In Photoshop habe ich eine Auflösung von 2000 x 2829 Pixel, bei Document Size steht 8,47 x 11,98 cm bei 600 dpi

Da diese Unterlagen Zeugnisse für eine Bewerbung sind, will ich natürlich nichts falsch machen.
Wie kann ich das ganze nun auf DIN A4 hochzoomen ?
Wenn ich die 600 dpi auf 300 dpi ändere, ändert sich nichts an der Größe des Dokuments

Danke

Soapp


----------



## Sprint (12. Juni 2010)

Hi,

die Werte sind an sich vollkommen richtig. 2000 Pixel / 600dpi = 3,33 Zoll = 8,47cm. Irgendwas ist da beim Scannen schief gelaufen. Eine A4 Seite ist 210 mm breit = 8,27 Zoll, bei 600 dpi Scan wird da eine Bildbreite von 4960 Pixeln.
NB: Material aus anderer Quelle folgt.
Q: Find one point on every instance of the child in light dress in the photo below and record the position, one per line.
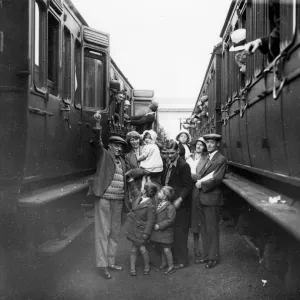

Ich vermute mal, daß du die maximale Zielgröße UND die Auflösung angegeben hast. Am Besten ist es, wenn du nur die Auflösung einstellst und alles andere automaitsch machen läßt.
Beim Ändern der Auflösung wird die Pixelanzahl nicht geändert. Das ist nur relevant für den Drucker, damit der weiß, wie viele Pixel er in ein Zoll reinpacken muß.
Für den normalen Druck reicht eigentlich eine Auflösung von 300 dpi. Wenn du in deiner Bildbearbeitung die Auflösung des Bildes auf 240 dpi (2000 Pixel / 8,27 Zoll = 242 dpi) einstellst, wird es in A4 Größe gedruckt. Ob die Qualität ausreicht, mußt du ausprobieren. Ansonsten noch einmal scannen.


----------



## ink (12. Juni 2010)

Moin
Es ändert sich sehr wohl was bei Größe, nimm im Dialogfenster "Bildgröße" das Häkchen bei "Bild neu berechnen mit" weg und änder dann die DPI.

Was du beim scannen falsch gemacht hast, weiß ich grad nicht.
Welchen Scanner haste denn?

Grüße


----------